The way adding vision measurements to the pose estimator works is that it gets the estimated state of the robot at some time in the past, shifts the pose estimate at that time to better match the vision pose estimate (specifically, get the twist from the old estimate to the vision estimate, scale it by the standard deviations, and then apply that scaled twist), and replay the updates after that time. There isn't a clean gyro offset that's applied- Instead, the vision measurements are just a series of nudges to the odometry measurements.
From the sounds of it, the functionality you want (know the gyro measurement at a time in the past) isn't something that the pose estimator is supposed to do- Instead, maintain a separate TimeInterpolatableBuffer<Rotation2d> with your gyro measurements.
I get it, except for the part where you said "your gyro measurements." that's not what I need, I need the rotational component of the pose. isn't that exactly the history being kept by the pose estimator? I can't use the measurement from the gyro itself, because of the offset. I could ask the pose estimator for it's pose estimate in the current time, and remember it, but that's exactly what line 186 of PoseEstimator does: add a sample with getEsiimatedPosition.
I was thinking any creating an issue with a similar title but a different use case.
If we have a latent sensor input that we want to go from robot relative to field relative it would be nice to be able to ask "where was I 100ms ago"
Though I'm still a bit confused about the conversation about the use case mentioned (see below), I do agree that being able to sample the pose estimate at earlier timestamps would be helpful.
The stuff I'm confused about: It sounds like the intent is to make the vision measurements have no effect on the angle of the pose estimate, in which case the angle is exactly equal to the gyro angle (since that's the only thing affecting it), so I don't get what offset is being referred to. Maybe you're talking about the offset in the odometry object that's set when calling resetPosition()? (See Odometry.java#L62 or Odometry.h#L57)
If we have a latent sensor input that we want to go from robot relative to field relative it would be nice to be able to ask "where was I 100ms ago"
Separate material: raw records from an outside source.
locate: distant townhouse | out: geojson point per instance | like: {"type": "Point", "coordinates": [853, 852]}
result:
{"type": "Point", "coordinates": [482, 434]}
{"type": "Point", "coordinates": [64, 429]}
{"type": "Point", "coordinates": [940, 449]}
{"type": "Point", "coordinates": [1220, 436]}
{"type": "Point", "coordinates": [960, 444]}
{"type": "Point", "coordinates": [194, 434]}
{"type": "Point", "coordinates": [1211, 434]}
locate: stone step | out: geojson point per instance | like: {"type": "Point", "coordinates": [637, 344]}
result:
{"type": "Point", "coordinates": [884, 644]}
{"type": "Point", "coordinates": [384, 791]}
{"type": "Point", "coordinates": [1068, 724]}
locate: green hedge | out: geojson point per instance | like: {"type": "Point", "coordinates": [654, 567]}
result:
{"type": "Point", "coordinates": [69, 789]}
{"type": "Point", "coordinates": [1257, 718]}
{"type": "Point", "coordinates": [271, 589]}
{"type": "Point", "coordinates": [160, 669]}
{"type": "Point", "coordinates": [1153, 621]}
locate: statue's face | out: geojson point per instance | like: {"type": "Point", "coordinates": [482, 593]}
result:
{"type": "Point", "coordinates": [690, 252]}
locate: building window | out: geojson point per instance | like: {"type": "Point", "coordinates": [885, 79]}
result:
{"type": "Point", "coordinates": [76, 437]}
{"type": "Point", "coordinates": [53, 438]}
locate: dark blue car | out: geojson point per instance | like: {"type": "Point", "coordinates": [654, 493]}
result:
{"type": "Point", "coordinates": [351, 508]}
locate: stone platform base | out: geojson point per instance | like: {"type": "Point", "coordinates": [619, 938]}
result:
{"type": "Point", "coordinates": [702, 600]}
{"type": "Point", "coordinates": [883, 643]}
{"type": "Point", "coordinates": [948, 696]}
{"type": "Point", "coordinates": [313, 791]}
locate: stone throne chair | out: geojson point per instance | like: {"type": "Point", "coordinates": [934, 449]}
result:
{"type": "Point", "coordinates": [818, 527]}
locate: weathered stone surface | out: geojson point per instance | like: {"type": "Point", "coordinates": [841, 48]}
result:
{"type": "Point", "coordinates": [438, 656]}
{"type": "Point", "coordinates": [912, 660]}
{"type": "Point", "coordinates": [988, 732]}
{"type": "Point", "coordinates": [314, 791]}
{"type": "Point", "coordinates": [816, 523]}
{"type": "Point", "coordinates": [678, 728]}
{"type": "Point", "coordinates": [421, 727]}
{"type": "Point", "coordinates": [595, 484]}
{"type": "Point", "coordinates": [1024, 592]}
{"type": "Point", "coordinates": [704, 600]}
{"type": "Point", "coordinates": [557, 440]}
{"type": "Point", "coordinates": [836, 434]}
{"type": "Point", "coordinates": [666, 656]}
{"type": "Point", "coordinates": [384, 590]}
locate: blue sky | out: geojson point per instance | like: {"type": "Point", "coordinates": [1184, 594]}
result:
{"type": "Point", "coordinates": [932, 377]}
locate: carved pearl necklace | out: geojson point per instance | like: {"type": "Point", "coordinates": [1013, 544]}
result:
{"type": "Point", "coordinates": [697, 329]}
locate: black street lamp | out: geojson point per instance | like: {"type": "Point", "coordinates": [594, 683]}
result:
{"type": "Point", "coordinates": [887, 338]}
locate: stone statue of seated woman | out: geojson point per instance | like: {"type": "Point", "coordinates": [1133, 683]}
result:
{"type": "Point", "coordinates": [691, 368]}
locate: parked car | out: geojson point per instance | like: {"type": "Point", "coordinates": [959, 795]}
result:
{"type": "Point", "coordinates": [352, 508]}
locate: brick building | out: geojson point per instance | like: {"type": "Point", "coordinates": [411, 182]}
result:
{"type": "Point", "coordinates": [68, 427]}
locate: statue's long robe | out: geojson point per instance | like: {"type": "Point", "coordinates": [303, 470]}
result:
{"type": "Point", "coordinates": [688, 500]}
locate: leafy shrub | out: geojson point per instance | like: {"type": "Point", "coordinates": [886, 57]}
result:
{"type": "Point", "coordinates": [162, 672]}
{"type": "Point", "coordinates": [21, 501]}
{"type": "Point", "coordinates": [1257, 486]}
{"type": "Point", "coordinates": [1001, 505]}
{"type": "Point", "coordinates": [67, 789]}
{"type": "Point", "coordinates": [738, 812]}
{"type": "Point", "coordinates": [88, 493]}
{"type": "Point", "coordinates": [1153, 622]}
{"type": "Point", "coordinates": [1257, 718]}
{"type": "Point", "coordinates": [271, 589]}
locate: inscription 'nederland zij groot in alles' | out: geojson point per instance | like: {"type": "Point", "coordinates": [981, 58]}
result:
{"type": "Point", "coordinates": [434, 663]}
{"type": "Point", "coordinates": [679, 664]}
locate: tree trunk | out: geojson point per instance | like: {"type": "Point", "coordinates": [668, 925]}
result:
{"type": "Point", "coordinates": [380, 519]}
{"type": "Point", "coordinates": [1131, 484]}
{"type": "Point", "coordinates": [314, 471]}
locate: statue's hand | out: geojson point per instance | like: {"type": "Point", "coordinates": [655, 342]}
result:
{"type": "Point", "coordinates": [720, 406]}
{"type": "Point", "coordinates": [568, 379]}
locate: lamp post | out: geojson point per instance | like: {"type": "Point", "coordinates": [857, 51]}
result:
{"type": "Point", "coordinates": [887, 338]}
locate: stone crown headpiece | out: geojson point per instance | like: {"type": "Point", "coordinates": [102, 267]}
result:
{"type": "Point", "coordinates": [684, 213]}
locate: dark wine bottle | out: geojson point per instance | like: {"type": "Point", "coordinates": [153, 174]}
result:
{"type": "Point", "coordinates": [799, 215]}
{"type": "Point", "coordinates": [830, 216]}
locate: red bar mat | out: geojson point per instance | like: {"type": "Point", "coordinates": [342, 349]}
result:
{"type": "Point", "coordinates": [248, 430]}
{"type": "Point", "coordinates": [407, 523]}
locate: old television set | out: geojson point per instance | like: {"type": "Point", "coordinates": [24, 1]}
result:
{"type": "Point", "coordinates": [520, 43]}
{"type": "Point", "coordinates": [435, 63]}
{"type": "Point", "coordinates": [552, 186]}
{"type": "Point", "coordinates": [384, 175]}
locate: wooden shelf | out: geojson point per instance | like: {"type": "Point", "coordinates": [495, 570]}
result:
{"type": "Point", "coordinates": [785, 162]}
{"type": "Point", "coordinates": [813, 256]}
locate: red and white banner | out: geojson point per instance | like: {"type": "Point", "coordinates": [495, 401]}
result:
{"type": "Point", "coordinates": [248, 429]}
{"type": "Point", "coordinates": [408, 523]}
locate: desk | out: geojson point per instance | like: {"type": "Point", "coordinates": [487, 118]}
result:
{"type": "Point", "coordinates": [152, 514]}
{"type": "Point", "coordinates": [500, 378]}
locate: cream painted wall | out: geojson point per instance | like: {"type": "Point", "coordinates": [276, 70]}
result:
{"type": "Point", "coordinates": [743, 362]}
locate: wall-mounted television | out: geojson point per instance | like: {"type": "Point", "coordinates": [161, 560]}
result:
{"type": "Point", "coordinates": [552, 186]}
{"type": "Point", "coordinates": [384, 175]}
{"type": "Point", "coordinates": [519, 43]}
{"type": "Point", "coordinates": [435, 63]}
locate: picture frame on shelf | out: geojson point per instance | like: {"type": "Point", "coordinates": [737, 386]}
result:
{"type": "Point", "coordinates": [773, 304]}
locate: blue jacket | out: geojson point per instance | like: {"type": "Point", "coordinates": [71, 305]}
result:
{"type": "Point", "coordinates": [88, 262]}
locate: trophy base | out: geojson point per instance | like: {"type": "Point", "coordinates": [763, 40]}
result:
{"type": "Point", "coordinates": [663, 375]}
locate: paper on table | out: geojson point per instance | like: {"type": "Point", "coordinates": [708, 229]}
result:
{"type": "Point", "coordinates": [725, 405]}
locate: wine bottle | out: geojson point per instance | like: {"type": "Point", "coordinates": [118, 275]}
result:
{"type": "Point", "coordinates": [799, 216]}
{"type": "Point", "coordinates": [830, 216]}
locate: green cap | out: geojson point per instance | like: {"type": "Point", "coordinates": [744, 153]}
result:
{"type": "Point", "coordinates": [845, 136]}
As a more concrete example, a game piece detection camera can produce a robot-relative location of a piece, but with some non-negligible latency. To localize the game piece in field-relative space most accurately, it would be helpful to use the pose from when the frame was taken instead of the current pose.
Maybe you're talking about the offset in the odometry object that's set when calling
resetPosition()? (See Odometry.java#L62 or Odometry.h#L57)
Yes, that's what I was thinking of.
If we have a latent sensor input that we want to go from robot relative to field relative it would be nice to be able to ask "where was I 100ms ago"
We could address that use case directly by providing a function like public Pose2d getEstimatedPosition(double timestampSeconds), which would still enforce the invariants on the pose buffer.